[<prev] [next>] [<thread-prev] [thread-next>] [day] [month] [year] [list]
Message-ID: <84d74937-30ed-d0fe-c7cd-a813f61cbb96@yandex-team.ru>
Date: Tue, 9 Apr 2019 10:50:45 +0300
From: Konstantin Khlebnikov <khlebnikov@...dex-team.ru>
To: Hugh Dickins <hughd@...gle.com>,
Andrew Morton <akpm@...ux-foundation.org>
Cc: "Alex Xu (Hello71)" <alex_y_xu@...oo.ca>,
Vineeth Pillai <vpillai@...italocean.com>,
Kelley Nielsen <kelleynnn@...il.com>,
Rik van Riel <riel@...riel.com>,
Huang Ying <ying.huang@...el.com>,
linux-kernel@...r.kernel.org, linux-mm@...ck.org
Subject: Re: [PATCH 4/4] mm: swapoff: shmem_unuse() stop eviction without
igrab()
On 08.04.2019 23:01, Hugh Dickins wrote:
> The igrab() in shmem_unuse() looks good, but we forgot that it gives no
> protection against concurrent unmounting: a point made by Konstantin
> Khlebnikov eight years ago, and then fixed in 2.6.39 by 778dd893ae78
> ("tmpfs: fix race between umount and swapoff"). The current 5.1-rc
> swapoff is liable to hit "VFS: Busy inodes after unmount of tmpfs.

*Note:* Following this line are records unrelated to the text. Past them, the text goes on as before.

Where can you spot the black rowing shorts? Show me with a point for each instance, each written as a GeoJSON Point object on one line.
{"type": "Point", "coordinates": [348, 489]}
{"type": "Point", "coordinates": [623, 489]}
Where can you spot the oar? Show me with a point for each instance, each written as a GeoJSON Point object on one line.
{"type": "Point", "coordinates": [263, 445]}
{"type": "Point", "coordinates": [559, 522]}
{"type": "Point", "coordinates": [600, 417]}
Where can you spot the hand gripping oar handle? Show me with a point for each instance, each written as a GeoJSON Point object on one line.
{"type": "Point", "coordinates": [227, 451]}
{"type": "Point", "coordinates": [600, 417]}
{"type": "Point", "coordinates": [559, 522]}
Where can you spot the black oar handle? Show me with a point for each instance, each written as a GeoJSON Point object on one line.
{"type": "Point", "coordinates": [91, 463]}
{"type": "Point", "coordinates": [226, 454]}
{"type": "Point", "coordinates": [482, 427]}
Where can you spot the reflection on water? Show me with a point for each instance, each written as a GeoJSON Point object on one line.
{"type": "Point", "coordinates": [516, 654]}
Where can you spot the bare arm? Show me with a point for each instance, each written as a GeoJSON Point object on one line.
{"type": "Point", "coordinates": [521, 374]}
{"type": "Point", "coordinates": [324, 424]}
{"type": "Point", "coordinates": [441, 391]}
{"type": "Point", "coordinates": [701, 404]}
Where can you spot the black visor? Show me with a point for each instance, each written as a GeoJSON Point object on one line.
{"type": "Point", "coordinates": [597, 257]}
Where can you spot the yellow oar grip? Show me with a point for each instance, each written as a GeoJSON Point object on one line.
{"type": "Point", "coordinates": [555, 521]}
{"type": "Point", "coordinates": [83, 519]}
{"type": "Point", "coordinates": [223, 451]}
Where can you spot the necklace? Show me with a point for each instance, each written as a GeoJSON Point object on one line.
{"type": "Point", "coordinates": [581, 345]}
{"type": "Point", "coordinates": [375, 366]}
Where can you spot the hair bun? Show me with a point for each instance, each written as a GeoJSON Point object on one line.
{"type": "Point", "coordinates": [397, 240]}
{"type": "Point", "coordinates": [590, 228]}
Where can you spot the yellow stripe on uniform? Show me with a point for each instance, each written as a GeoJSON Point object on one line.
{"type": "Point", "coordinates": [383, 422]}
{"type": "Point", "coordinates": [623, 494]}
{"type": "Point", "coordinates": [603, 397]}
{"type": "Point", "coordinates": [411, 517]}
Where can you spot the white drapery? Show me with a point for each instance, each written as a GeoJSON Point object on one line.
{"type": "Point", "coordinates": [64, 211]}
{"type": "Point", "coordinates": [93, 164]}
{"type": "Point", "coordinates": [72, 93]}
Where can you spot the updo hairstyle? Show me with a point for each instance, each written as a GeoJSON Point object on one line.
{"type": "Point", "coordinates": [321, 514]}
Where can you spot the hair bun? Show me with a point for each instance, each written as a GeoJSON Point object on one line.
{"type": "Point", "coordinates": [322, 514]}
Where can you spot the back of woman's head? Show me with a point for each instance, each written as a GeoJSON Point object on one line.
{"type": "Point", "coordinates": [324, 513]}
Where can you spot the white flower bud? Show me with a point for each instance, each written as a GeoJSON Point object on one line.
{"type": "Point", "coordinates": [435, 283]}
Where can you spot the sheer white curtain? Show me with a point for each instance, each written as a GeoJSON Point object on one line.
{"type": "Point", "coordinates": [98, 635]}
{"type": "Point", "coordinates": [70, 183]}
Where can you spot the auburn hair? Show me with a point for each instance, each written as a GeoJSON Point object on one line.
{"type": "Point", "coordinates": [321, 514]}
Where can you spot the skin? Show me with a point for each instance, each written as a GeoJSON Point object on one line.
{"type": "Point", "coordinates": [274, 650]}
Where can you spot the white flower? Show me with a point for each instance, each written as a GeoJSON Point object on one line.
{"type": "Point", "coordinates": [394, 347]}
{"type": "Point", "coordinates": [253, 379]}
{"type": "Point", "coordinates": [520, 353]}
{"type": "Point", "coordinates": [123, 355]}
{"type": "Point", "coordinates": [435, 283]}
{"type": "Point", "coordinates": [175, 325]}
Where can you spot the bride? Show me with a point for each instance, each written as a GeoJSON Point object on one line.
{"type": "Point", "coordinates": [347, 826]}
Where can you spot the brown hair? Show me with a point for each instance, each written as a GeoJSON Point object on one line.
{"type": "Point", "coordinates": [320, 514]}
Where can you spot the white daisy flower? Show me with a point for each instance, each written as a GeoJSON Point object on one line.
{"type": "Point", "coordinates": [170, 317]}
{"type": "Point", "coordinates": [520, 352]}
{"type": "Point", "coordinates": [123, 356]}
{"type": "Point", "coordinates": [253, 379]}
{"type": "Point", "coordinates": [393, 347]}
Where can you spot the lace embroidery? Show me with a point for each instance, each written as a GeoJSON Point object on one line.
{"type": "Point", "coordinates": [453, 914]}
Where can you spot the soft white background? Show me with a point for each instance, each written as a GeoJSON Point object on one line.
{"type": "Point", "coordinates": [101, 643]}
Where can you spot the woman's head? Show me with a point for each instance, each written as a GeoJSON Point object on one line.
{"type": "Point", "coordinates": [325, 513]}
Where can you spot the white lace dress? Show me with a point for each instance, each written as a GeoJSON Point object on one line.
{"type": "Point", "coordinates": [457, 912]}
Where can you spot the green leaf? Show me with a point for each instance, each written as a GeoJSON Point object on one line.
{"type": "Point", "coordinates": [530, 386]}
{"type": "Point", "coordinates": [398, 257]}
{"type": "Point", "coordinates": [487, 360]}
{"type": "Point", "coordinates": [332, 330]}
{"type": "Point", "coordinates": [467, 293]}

> Self-destruct in 5 seconds. Have a nice day..." followed by GPF.
>
> Once again, give up on using igrab(); but don't go back to making such
> heavy-handed use of shmem_swaplist_mutex as last time: that would spoil
> the new design, and I expect could deadlock inside shmem_swapin_page().
>
> Instead, shmem_unuse() just raise a "stop_eviction" count in the shmem-
> specific inode, and shmem_evict_inode() wait for that to go down to 0.
> Call it "stop_eviction" rather than "swapoff_busy" because it can be
> put to use for others later (huge tmpfs patches expect to use it).
>
> That simplifies shmem_unuse(), protecting it from both unlink and unmount;
> and in practice lets it locate all the swap in its first try. But do not
> rely on that: there's still a theoretical case, when shmem_writepage()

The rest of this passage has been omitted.